Why We Talk About Different Family Structures in My Home

Parents have many significant responsibilities to prepare their kids for the real world.

I felt that the day I brought home my oldest child, and the determination to give them all the tools they need to succeed has never left my heart.

In that spirit, I have always made a point to talk about different family structures in my home.

It teaches many important lessons that kids should start learning at an early age. Here are a few of them.

Why We Talk About Different Family Structures in My Home

Photo by loly galina on Unsplash

It Minimizes Their Fears

It’s a natural human instinct to react to something new with fear.

We’re all hardwired to survive and sometimes new situations require running to safety.

However, that instinct can kick in when kids encounter new family dynamics, too.

I never want my children to be afraid of something they can’t recognize in someone else or their family.

We talk about families to keep that from happening.

We discuss things like multicultural households that have different beliefs or practices than us so my kids know they’re not a cause for fear.

Reducing their fear also keeps kids from “othering” people, which prevents friendships from happening based on internalized prejudices.

It Stops Hate in Its Tracks

When I was little, I hated roller coasters.

I never even rode one, but I hated them because they scared me.

People can have the same reaction to people who live differently, so I stop hate from growing in my children’s hearts by talking about different family structures, identities, and cultures.

It’s so much easier to hate something when you don’t understand it.

Having a quick conversation to point out how my child’s classmate has two wonderful mommies or lives with their grandparents is a simple way to keep that from happening.

Plus, I always look for ways to celebrate those differences to raise kids who embrace diversity and cheer others on.

It Makes Their Futures Limitless

Some cisgender, heterosexual people meet their cisgender partners, have babies, and live the traditional happily-ever-after that exists in many movies, TV shows, and books.

In real life, that isn’t always what happens.

I would never want my kids to grow up and think that their family is any less special just because they can’t have biological children or don’t have a partner of the opposite gender.

That way of thinking could keep them from having the family of their dreams.

They may never consider meeting the 2% of surrogacy candidates who make it through the highly selective screening process.

They might not think of adopting a child who needs a home.

My kids will also understand relationships better, which makes their potential for happiness unlimited.

They’ll never think twice about divorced parents who find new partners and co-parent polyamorously.

Families have many definitions, and kids deserve to know all the ways people find joy in their family units.
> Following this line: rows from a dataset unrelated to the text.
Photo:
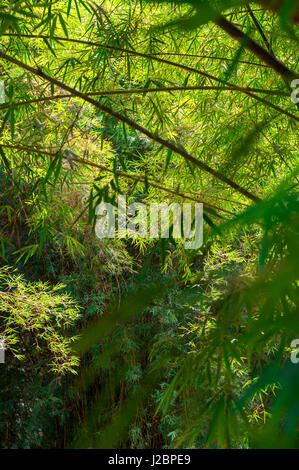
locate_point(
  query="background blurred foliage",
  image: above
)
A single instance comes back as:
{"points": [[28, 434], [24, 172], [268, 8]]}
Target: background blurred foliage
{"points": [[158, 101]]}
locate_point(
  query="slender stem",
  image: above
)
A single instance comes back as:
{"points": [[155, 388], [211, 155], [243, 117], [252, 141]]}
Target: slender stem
{"points": [[138, 178], [105, 109], [140, 91], [251, 45]]}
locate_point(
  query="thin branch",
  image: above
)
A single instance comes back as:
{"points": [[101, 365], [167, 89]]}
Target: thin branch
{"points": [[138, 178], [157, 59], [141, 91], [105, 109], [251, 45]]}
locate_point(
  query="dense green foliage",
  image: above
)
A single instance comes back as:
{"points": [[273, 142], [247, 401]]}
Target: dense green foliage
{"points": [[141, 343]]}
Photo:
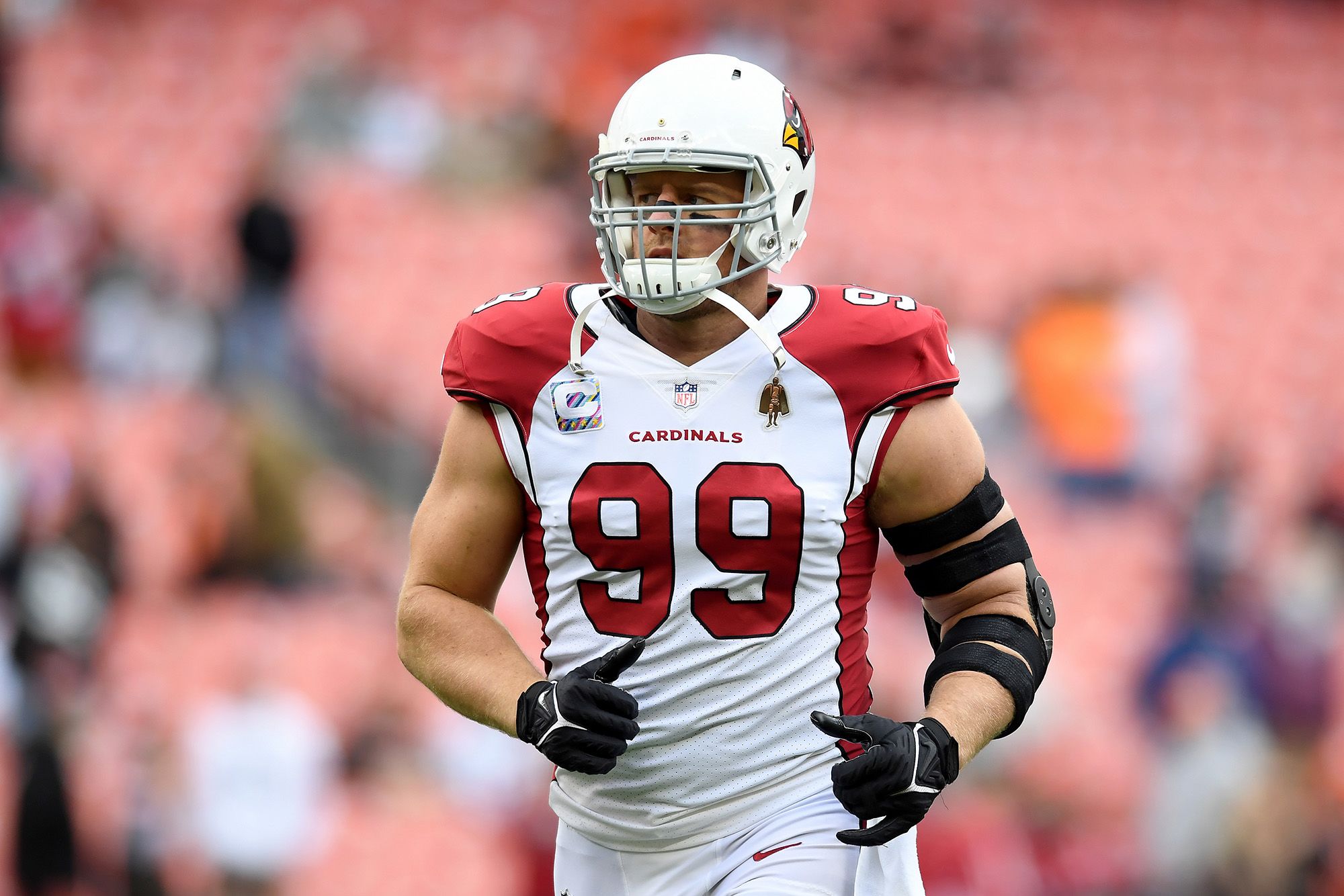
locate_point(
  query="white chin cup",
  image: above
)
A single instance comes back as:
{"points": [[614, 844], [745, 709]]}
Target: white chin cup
{"points": [[650, 284]]}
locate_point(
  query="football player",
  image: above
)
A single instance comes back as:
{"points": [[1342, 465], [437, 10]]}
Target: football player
{"points": [[700, 465]]}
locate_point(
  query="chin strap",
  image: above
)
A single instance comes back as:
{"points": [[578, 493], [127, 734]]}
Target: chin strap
{"points": [[768, 338]]}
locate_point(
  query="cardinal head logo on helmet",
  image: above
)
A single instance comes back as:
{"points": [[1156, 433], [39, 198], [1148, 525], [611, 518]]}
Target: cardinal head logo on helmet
{"points": [[796, 135]]}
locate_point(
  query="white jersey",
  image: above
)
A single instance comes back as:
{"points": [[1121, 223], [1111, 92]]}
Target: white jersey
{"points": [[662, 504]]}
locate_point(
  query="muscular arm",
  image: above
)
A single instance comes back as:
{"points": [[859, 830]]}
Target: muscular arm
{"points": [[463, 541], [935, 460]]}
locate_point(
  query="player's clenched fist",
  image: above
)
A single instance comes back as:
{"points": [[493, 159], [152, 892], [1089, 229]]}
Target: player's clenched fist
{"points": [[904, 768], [583, 722]]}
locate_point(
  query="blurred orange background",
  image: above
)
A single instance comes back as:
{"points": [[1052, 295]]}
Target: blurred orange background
{"points": [[235, 241]]}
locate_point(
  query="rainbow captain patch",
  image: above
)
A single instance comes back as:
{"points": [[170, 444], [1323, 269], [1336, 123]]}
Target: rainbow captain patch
{"points": [[796, 135], [579, 405]]}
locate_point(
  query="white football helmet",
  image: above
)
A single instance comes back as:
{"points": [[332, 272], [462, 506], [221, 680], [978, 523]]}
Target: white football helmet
{"points": [[702, 114]]}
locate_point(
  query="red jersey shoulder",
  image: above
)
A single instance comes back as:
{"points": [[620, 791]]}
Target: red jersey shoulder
{"points": [[510, 347], [876, 349]]}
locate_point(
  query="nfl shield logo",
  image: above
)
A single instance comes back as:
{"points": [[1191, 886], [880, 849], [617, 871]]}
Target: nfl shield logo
{"points": [[685, 394]]}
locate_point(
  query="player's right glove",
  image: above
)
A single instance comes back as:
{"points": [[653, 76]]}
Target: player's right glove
{"points": [[583, 722], [902, 770]]}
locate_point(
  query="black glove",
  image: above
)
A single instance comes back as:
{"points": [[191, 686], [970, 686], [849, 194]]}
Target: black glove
{"points": [[902, 770], [583, 722]]}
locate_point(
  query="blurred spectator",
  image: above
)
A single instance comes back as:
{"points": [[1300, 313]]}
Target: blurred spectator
{"points": [[1101, 373], [329, 81], [138, 335], [263, 345], [398, 128], [1218, 538], [44, 241], [260, 764], [267, 535], [1210, 750], [46, 858]]}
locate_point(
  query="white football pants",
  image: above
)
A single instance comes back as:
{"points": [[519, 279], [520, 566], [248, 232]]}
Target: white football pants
{"points": [[791, 854]]}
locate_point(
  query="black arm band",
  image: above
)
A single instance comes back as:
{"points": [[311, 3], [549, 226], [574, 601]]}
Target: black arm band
{"points": [[972, 512], [959, 568], [1005, 668], [1009, 632]]}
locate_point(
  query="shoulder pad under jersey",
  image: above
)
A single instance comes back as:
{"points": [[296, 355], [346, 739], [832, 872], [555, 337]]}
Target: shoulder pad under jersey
{"points": [[876, 350], [510, 347]]}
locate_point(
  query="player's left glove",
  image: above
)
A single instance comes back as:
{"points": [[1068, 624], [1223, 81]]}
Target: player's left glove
{"points": [[902, 770]]}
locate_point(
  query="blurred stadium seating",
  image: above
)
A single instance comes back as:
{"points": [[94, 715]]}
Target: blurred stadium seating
{"points": [[1190, 144]]}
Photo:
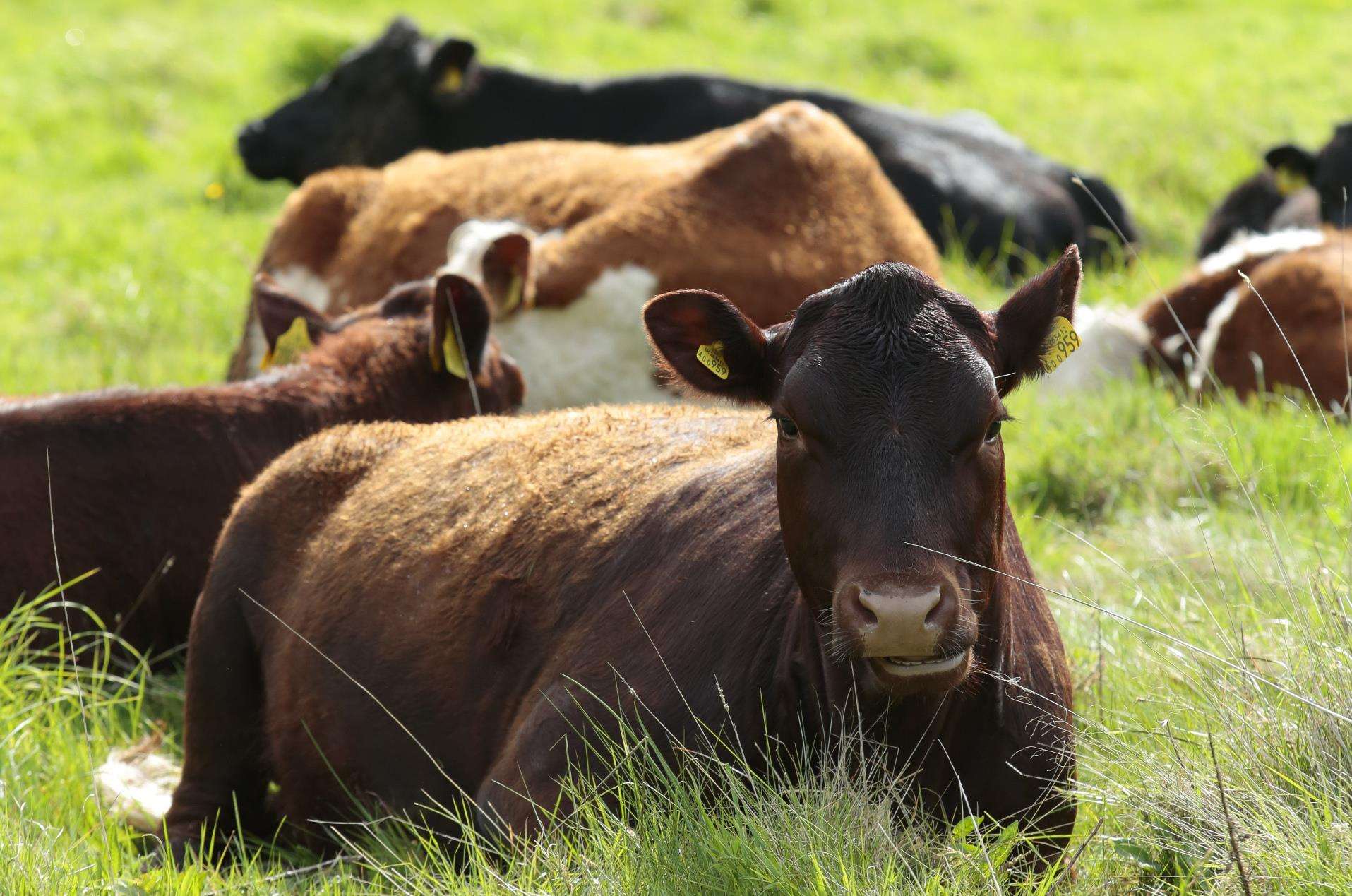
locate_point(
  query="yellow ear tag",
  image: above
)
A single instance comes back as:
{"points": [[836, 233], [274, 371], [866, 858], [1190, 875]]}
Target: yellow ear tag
{"points": [[1060, 342], [1288, 181], [712, 357], [514, 291], [289, 345], [450, 353], [450, 81]]}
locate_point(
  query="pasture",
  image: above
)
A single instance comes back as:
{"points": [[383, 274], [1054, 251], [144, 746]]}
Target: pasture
{"points": [[1198, 557]]}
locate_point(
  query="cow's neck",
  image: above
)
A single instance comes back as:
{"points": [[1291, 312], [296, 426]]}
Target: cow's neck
{"points": [[508, 106]]}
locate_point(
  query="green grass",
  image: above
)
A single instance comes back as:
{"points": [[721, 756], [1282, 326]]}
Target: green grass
{"points": [[1201, 554]]}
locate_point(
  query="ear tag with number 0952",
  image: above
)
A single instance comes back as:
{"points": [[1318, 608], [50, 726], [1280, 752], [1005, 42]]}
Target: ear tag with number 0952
{"points": [[712, 357], [1060, 342]]}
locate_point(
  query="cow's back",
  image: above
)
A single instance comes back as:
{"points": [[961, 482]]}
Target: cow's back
{"points": [[462, 571]]}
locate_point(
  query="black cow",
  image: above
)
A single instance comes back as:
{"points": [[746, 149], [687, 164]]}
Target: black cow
{"points": [[962, 173], [1298, 189]]}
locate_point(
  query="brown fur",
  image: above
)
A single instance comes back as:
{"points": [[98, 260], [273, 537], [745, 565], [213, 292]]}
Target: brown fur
{"points": [[143, 476], [479, 578], [1308, 291], [765, 213]]}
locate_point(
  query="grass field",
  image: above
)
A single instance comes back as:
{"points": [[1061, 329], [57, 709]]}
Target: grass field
{"points": [[1200, 556]]}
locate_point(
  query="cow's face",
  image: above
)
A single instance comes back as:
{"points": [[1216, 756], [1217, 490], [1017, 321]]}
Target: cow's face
{"points": [[375, 107], [413, 352], [1329, 172], [886, 395]]}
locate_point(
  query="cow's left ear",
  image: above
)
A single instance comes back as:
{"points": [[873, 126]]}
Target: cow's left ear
{"points": [[1034, 323], [450, 66], [1293, 160]]}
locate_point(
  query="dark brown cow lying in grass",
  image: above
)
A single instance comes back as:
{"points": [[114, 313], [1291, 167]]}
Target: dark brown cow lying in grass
{"points": [[141, 479], [477, 576]]}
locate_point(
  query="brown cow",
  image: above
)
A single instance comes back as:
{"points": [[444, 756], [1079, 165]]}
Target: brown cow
{"points": [[1288, 331], [141, 479], [854, 560], [765, 213]]}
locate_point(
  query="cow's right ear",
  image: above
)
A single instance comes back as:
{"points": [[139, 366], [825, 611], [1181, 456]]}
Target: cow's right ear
{"points": [[450, 66], [1293, 161], [709, 344], [455, 294], [508, 272], [279, 311]]}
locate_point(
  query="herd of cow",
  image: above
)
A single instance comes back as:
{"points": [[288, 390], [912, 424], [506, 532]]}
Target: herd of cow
{"points": [[385, 607]]}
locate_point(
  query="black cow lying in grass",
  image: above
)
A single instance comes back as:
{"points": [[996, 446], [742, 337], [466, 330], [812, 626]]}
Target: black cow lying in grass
{"points": [[1297, 189], [406, 91]]}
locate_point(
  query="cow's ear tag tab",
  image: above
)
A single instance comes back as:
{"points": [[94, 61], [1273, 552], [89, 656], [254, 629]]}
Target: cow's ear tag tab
{"points": [[450, 81], [450, 352], [712, 356], [1060, 342], [289, 345]]}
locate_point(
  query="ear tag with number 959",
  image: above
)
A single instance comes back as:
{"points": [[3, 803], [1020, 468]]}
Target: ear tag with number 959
{"points": [[1060, 342]]}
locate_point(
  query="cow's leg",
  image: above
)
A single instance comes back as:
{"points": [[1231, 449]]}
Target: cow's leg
{"points": [[225, 779]]}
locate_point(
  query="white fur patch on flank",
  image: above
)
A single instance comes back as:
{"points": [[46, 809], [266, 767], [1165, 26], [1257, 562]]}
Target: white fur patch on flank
{"points": [[591, 350], [1210, 337], [1113, 344], [1245, 245], [137, 786]]}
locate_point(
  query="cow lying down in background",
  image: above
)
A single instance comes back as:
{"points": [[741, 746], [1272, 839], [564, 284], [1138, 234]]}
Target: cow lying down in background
{"points": [[143, 480], [964, 176], [764, 213], [1290, 330]]}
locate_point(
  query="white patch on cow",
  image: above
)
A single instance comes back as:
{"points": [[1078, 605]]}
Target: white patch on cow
{"points": [[469, 242], [1210, 337], [1112, 345], [137, 786], [1247, 245], [301, 282], [591, 350]]}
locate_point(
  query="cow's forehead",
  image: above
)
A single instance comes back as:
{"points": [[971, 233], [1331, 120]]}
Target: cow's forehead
{"points": [[890, 344]]}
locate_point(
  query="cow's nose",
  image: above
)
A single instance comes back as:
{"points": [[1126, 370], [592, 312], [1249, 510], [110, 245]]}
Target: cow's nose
{"points": [[901, 621]]}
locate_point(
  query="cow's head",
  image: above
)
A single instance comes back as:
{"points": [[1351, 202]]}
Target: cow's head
{"points": [[886, 393], [375, 107], [1329, 171], [405, 350]]}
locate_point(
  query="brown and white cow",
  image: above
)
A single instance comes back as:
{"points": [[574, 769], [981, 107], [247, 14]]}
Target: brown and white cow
{"points": [[848, 560], [1288, 331], [141, 482], [764, 213]]}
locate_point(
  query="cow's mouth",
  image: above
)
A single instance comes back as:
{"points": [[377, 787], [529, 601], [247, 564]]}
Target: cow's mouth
{"points": [[920, 667]]}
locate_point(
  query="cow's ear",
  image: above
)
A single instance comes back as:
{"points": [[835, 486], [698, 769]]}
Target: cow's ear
{"points": [[1034, 328], [286, 319], [1291, 160], [459, 306], [508, 272], [710, 345], [450, 66]]}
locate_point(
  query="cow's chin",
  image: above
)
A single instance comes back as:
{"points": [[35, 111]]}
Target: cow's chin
{"points": [[907, 676]]}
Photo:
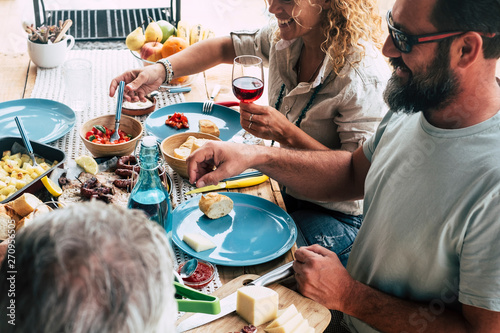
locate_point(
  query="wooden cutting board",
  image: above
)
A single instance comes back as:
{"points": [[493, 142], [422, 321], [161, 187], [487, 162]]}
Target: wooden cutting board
{"points": [[317, 315]]}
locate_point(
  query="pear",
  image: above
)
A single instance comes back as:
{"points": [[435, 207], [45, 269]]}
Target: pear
{"points": [[135, 40], [153, 32]]}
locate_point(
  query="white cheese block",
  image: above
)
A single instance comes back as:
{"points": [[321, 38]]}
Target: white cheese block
{"points": [[302, 327], [283, 316], [198, 242], [289, 326], [256, 304]]}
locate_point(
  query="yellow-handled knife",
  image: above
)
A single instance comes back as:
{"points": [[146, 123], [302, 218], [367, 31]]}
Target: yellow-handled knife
{"points": [[244, 182]]}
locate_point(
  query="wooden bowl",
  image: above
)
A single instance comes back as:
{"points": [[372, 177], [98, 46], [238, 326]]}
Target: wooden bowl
{"points": [[168, 145], [136, 110], [127, 124]]}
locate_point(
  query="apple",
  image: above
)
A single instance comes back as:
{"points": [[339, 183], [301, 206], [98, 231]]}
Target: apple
{"points": [[167, 29], [151, 51]]}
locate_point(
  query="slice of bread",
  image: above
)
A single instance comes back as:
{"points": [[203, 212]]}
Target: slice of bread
{"points": [[208, 126], [215, 205]]}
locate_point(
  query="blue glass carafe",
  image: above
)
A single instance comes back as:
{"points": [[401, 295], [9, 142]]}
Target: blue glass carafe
{"points": [[149, 193]]}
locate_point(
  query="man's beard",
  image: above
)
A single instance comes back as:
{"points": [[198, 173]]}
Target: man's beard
{"points": [[433, 89]]}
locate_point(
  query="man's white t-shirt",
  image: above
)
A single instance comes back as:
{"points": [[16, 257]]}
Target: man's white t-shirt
{"points": [[431, 230]]}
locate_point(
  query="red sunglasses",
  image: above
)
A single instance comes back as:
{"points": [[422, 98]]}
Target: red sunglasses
{"points": [[404, 42]]}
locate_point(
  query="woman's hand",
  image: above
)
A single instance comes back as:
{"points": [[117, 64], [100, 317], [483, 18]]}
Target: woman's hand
{"points": [[265, 122], [139, 82]]}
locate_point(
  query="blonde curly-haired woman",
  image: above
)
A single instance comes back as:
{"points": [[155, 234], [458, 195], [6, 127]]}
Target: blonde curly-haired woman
{"points": [[326, 78]]}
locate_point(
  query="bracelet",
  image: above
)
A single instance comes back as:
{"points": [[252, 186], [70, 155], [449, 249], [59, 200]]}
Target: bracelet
{"points": [[169, 72]]}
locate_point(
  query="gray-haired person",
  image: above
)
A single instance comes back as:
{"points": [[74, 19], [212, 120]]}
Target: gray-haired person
{"points": [[89, 267]]}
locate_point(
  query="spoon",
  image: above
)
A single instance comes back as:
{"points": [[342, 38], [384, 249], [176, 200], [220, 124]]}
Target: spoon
{"points": [[188, 269], [26, 141], [115, 136]]}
It Demonstrates Their Potential Strength

There’s no way to shelter your kids from stigma forever.

They’ll eventually encounter people who do things like talk badly about a single parent raising their kids.

I can’t influence what everyone says around my children, but I can prepare them to look at things from a different perspective.

Instead of believing someone who speaks negatively about a single mom or dad, I’ve already talked with my kids about what incredible strength single parents have.

They grew up admiring single parents as the superheroes they are.

I know my kids will always show respect because of that, but they’ll also look at themselves differently.

Who knows what the future holds for my children?

They could become single parents one day, too.

Because I’ve celebrated those who came before them, my kids will have an easier time coming to terms with walking in those same footsteps if or when that moment arrives.

They’ll know to dig deep and find the same strength they saw when they were younger.

It Creates New Experiences

Talking about different family structures is important, but in my home we also seek new experiences to implement those lessons.

We read books on diverse families, play games centered around different cultures, and celebrate through festivals and public events.

My kids have also had the pleasure of making new friends they might not have approached otherwise.

Instead of being scared of the two dads who drop their child off at my oldest kid’s classroom every day, they made a best friend in that kid because fear didn’t drive them apart.

My children have had playdates, sleepovers, and parties they wouldn’t have experienced if they hadn’t learned about the many definitions of family.

Celebrate Different Family Structures at Home

I hadn’t ever pictured purposefully talking about different family structures in my home when I first imagined having a baby.

I was more concerned about painting the nursery and picking out names.

However, it’s up to parents to prepare their children to be good people with big hearts.

Discussing family structures, dynamics, and cultures is a crucial way to do that.